Den Anfang hat das 116 Seiten dicke Magazin der drei Berner ungefähr von einem Jahr genommen. Sportjournalist Fabian Ruch, Grafiker Leander Strupler und Grünig haben das Projekt im Lockdown ausgearbeitet. Ruch: «Weil wir alle weniger zu tun hatten, haben wir uns überlegt, wie wir unsere Fähigkeiten für etwas Notwendiges und Nachhaltiges einsetzen können.» Herausgekommen ist nun gut neun Monate später «Sportlerin», welches ab heute an allen Valora-Kiosken, an Coop-Kassen oder online gekauft werden kann.

Keine Angst vor ernsten Themen

Ein Blick ins Hochglanzheft zeigt, die Macher setzen den Fokus nicht nur auf Sport, sondern richteten den Blick auch auf gesellschaftliche Komponenten und wagen sich auch an schwere Themen: Ariella Kaeslin über die schrecklichen Vorfälle im Kunstturnen, eine kritische Analyse zu SCB-Sportchefin Florence Schelling und ihr Debüt oder Fussballerin Lara Dickenmann über ihr Coming-out. Die Artikel, Reportagen und Kolumnen werden von Sportlerinnen oder bekannten Journalistinnen und Journalisten geschrieben. Ginge es nach Fabian Ruch, so würden fast nur Frauen für das Magazin schreiben: «Aber leider gibt es dafür zu wenig Journalistinnen im Metier.»
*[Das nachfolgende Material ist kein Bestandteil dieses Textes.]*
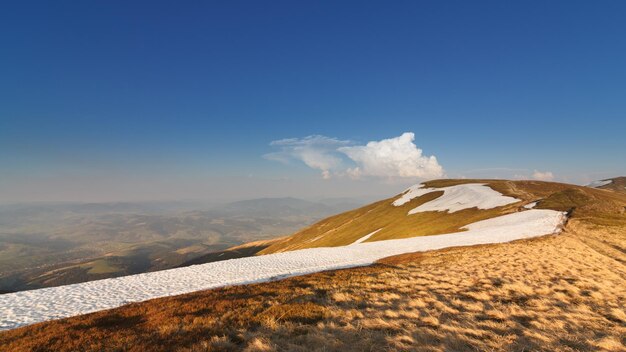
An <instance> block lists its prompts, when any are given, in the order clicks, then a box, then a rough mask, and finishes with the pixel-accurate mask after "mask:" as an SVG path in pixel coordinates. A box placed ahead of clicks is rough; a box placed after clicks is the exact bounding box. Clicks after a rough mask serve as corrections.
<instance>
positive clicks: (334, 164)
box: [263, 135, 350, 178]
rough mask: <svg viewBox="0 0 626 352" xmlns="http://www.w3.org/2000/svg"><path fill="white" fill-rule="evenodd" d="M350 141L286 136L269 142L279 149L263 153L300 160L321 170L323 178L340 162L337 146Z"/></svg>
mask: <svg viewBox="0 0 626 352" xmlns="http://www.w3.org/2000/svg"><path fill="white" fill-rule="evenodd" d="M349 144H350V141H342V140H339V139H335V138H329V137H325V136H317V135H316V136H308V137H305V138H287V139H281V140H277V141H273V142H272V143H270V145H271V146H273V147H277V148H279V151H277V152H274V153H269V154H265V155H264V156H263V157H265V158H266V159H269V160H274V161H280V162H284V163H288V162H289V161H291V160H300V161H302V162H304V163H305V164H306V165H307V166H308V167H310V168H313V169H317V170H320V171H322V176H323V177H324V178H330V171H331V170H334V169H337V168H339V167H340V166H341V164H342V159H341V155H339V153H337V148H340V147H342V146H346V145H349Z"/></svg>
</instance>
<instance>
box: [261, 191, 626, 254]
mask: <svg viewBox="0 0 626 352" xmlns="http://www.w3.org/2000/svg"><path fill="white" fill-rule="evenodd" d="M463 183H484V184H487V185H489V187H491V188H493V189H495V190H497V191H499V192H501V193H503V194H505V195H507V196H512V197H516V198H518V199H520V200H522V202H518V203H514V204H510V205H507V206H502V207H497V208H494V209H488V210H479V209H477V208H471V209H464V210H461V211H457V212H454V213H448V212H437V211H430V212H423V213H417V214H413V215H407V213H408V212H409V210H411V209H413V208H415V207H417V206H419V205H421V204H424V203H426V202H428V201H431V200H433V199H435V198H437V197H439V196H441V195H442V194H443V192H431V193H428V194H426V195H423V196H421V197H418V198H415V199H413V200H411V201H410V202H408V203H406V204H404V205H403V206H399V207H396V206H393V205H392V204H391V203H392V202H393V200H395V199H396V198H397V197H398V196H394V197H392V198H389V199H385V200H382V201H379V202H376V203H373V204H370V205H367V206H364V207H362V208H359V209H355V210H352V211H348V212H345V213H342V214H338V215H335V216H332V217H329V218H327V219H324V220H321V221H319V222H318V223H316V224H313V225H311V226H309V227H307V228H305V229H303V230H301V231H299V232H297V233H295V234H294V235H292V236H290V237H287V238H285V239H283V240H281V241H277V242H275V243H273V244H272V245H270V246H268V247H267V248H265V249H263V250H262V251H260V252H259V254H269V253H276V252H283V251H291V250H295V249H302V248H314V247H332V246H344V245H348V244H350V243H352V242H354V241H356V240H358V239H359V238H361V237H363V236H365V235H367V234H369V233H372V232H374V231H376V230H378V229H382V230H380V231H378V232H376V234H374V235H373V236H372V237H370V238H369V239H368V240H367V241H368V242H372V241H380V240H388V239H397V238H407V237H415V236H429V235H436V234H442V233H452V232H459V231H463V230H462V228H463V227H464V226H465V225H468V224H471V223H473V222H477V221H480V220H484V219H488V218H492V217H495V216H499V215H504V214H508V213H512V212H515V211H518V210H519V209H520V207H521V206H522V205H523V204H526V203H528V202H530V201H535V200H540V202H539V205H538V206H537V208H544V209H554V210H560V211H569V212H572V216H574V217H582V216H593V217H596V216H598V215H600V214H602V215H605V214H618V215H621V214H623V212H624V205H626V196H625V195H623V194H618V193H615V192H610V191H605V190H598V189H592V188H588V187H581V186H575V185H568V184H563V183H555V182H541V181H506V180H436V181H429V182H426V183H425V184H426V186H427V187H447V186H452V185H457V184H463ZM574 210H575V213H574Z"/></svg>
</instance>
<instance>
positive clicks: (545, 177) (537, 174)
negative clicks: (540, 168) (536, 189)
mask: <svg viewBox="0 0 626 352" xmlns="http://www.w3.org/2000/svg"><path fill="white" fill-rule="evenodd" d="M532 177H533V179H535V180H539V181H552V180H554V175H553V174H552V172H550V171H545V172H541V171H537V170H535V172H533V176H532Z"/></svg>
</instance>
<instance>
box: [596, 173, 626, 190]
mask: <svg viewBox="0 0 626 352" xmlns="http://www.w3.org/2000/svg"><path fill="white" fill-rule="evenodd" d="M611 180H613V182H611V183H609V184H608V185H604V186H602V187H598V188H599V189H606V190H610V191H615V192H619V193H626V176H622V177H615V178H612V179H611Z"/></svg>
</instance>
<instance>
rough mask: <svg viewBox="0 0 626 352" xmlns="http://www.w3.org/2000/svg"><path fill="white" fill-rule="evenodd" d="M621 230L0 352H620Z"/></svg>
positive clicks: (120, 312)
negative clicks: (583, 351) (500, 351)
mask: <svg viewBox="0 0 626 352" xmlns="http://www.w3.org/2000/svg"><path fill="white" fill-rule="evenodd" d="M625 229H626V227H622V226H614V225H613V226H604V225H598V224H593V223H590V222H587V221H585V220H581V219H573V220H572V221H570V223H569V225H568V227H567V230H566V232H565V233H563V234H561V235H558V236H548V237H544V238H539V239H534V240H525V241H517V242H514V243H509V244H500V245H489V246H476V247H469V248H452V249H447V250H442V251H434V252H428V253H419V254H407V255H402V256H397V257H392V258H387V259H385V260H383V261H381V263H379V264H377V265H374V266H371V267H365V268H355V269H348V270H339V271H333V272H324V273H319V274H314V275H308V276H303V277H297V278H291V279H287V280H283V281H277V282H271V283H264V284H257V285H247V286H237V287H228V288H223V289H218V290H210V291H204V292H197V293H193V294H188V295H182V296H177V297H169V298H163V299H157V300H153V301H148V302H144V303H139V304H131V305H128V306H125V307H121V308H118V309H113V310H110V311H105V312H99V313H95V314H90V315H85V316H80V317H74V318H69V319H64V320H59V321H54V322H48V323H42V324H36V325H33V326H29V327H25V328H20V329H16V330H12V331H8V332H4V333H2V334H0V350H2V351H77V350H80V351H126V350H128V351H231V350H246V351H277V350H281V351H284V350H287V351H311V350H314V351H379V350H398V351H399V350H418V351H536V350H539V351H624V350H626V311H625V309H624V307H625V306H626V285H625V284H624V283H625V282H626V266H625V264H626V230H625Z"/></svg>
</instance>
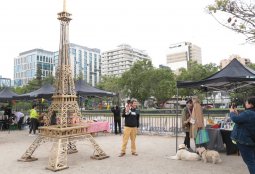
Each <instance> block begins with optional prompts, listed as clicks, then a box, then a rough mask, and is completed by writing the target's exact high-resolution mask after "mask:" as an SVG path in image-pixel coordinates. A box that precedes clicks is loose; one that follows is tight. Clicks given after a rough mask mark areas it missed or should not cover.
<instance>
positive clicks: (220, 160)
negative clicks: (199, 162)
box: [196, 147, 222, 164]
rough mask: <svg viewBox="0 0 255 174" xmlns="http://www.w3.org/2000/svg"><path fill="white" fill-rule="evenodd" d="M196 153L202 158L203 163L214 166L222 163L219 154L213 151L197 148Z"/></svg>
mask: <svg viewBox="0 0 255 174" xmlns="http://www.w3.org/2000/svg"><path fill="white" fill-rule="evenodd" d="M196 151H197V153H198V154H199V155H200V156H201V157H202V160H203V161H204V163H207V162H212V163H213V164H216V163H220V162H222V160H221V158H220V154H219V152H217V151H215V150H206V149H205V148H204V147H198V148H197V149H196Z"/></svg>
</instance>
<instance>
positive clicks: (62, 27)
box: [48, 0, 81, 128]
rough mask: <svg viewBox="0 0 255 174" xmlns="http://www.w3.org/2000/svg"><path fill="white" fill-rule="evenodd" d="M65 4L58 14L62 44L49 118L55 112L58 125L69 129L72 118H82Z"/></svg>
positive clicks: (72, 122)
mask: <svg viewBox="0 0 255 174" xmlns="http://www.w3.org/2000/svg"><path fill="white" fill-rule="evenodd" d="M63 4H64V5H63V12H60V13H58V20H59V21H60V43H59V56H58V66H57V71H56V81H55V87H56V91H55V93H54V95H53V97H52V104H51V106H50V107H49V109H48V118H50V117H51V115H52V113H53V111H54V112H56V113H57V114H58V124H59V126H60V127H61V128H65V127H68V126H70V125H71V124H72V123H73V121H72V119H74V118H73V117H72V116H75V117H80V116H81V113H80V110H79V106H78V102H77V96H76V92H75V86H74V80H73V78H72V69H71V63H70V56H69V23H70V21H71V20H72V19H71V18H70V16H71V14H70V13H68V12H67V11H66V0H64V3H63Z"/></svg>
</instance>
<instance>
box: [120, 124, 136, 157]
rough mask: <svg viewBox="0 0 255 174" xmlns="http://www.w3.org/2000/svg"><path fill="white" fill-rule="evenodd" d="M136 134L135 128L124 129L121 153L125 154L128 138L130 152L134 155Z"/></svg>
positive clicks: (135, 145)
mask: <svg viewBox="0 0 255 174" xmlns="http://www.w3.org/2000/svg"><path fill="white" fill-rule="evenodd" d="M136 133H137V128H136V127H124V134H123V142H122V147H121V153H126V147H127V143H128V139H129V137H130V139H131V152H132V153H136V145H135V139H136Z"/></svg>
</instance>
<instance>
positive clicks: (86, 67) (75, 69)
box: [54, 43, 101, 86]
mask: <svg viewBox="0 0 255 174" xmlns="http://www.w3.org/2000/svg"><path fill="white" fill-rule="evenodd" d="M69 49H70V50H69V54H70V60H71V66H72V74H73V78H74V79H82V80H84V81H85V82H87V83H88V84H90V85H92V86H95V85H96V84H97V83H99V81H100V77H101V55H100V50H99V49H97V48H88V47H85V46H81V45H77V44H74V43H70V48H69ZM54 59H55V65H56V66H55V70H54V71H56V69H57V65H58V52H55V53H54Z"/></svg>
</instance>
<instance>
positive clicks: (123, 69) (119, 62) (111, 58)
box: [102, 44, 150, 76]
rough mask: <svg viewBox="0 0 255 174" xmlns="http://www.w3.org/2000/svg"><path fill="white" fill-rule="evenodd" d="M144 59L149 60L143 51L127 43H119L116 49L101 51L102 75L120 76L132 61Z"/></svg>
mask: <svg viewBox="0 0 255 174" xmlns="http://www.w3.org/2000/svg"><path fill="white" fill-rule="evenodd" d="M144 59H146V60H150V57H149V56H148V54H147V53H146V52H145V51H142V50H138V49H135V48H132V47H131V46H130V45H127V44H122V45H119V46H118V47H117V48H116V49H113V50H109V51H105V52H103V53H102V75H109V76H111V75H113V76H121V75H122V73H123V72H125V71H127V70H129V69H130V67H131V66H132V65H133V64H134V62H136V61H140V60H144Z"/></svg>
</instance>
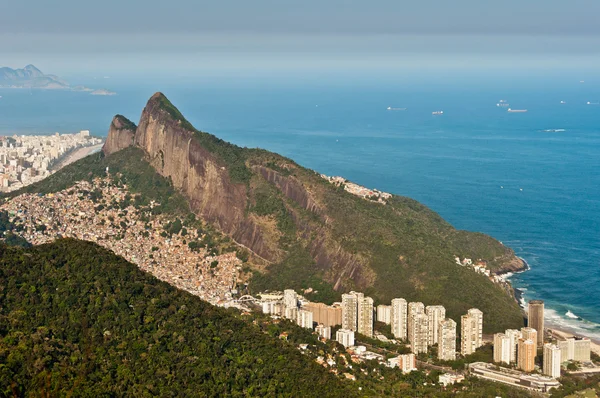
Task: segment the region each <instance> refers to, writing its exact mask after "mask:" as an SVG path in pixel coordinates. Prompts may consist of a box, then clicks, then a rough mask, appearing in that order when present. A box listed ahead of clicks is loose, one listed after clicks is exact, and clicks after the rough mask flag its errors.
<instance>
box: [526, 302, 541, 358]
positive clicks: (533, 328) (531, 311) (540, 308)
mask: <svg viewBox="0 0 600 398" xmlns="http://www.w3.org/2000/svg"><path fill="white" fill-rule="evenodd" d="M527 313H528V315H527V326H529V327H530V328H533V329H535V330H537V332H538V334H537V340H535V341H536V342H537V345H538V347H541V346H543V345H544V302H543V301H542V300H531V301H530V302H529V305H528V310H527Z"/></svg>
Nicht zuletzt soll das Magazin laut den Herausgebern eine wichtigen Plattform für den Frauensport werden. Diese sei längst überfällig, sagt Ariella Kaeslin zu 20 Minuten: «Frauensport wurde lange vernachlässigt. Es freut mich enorm, dass die Entwicklung nun in die richtige Richtung geht.» Das Magazin «Sportlerin» sei ein wichtiges Projekt: «Ich hoffe, dass ich in Zukunft noch viele ähnliche Projekte unterstützen darf.» Auch Bundesrätin Viola Amherd hat das Projekt anerkannt und dem Magazin ein umfassendes Interview beigesteuert. Die Sportministerin sieht noch immer viel Arbeit in Sachen Gleichstellung – etwa bei den Führungspositionen der Sportverbände, wo es noch immer zu wenig Frauen gebe. Oder: «Frauenspezifische Themen wie etwa der Menstruationszyklus oder Schwangerschaften werden zu wenig thematisiert und diskutiert.» Dabei sei solches Wissen essenziell, damit die Leistungsfähigkeit von Athletinnen verbessert werden könne.

«Ein Herzensprojekt»

10 Franken kostet die erste Ausgabe – die nächste ist bereits in Planung. Viermal jährlich soll das Magazin erscheinen: «Wir hoffen vor allem, dass wir möglichst viele Jahres-Abonnements à 30 Franken verkaufen», so Mitgründer Leander Strupler. Denn auf diese Weise sei der Fortbestand des Projekts gesichert. «Es ist ein Herzensprojekt, das nicht viel Geld abwerfen muss. Ziel ist, dass wir auf keinen Kosten sitzen bleiben.»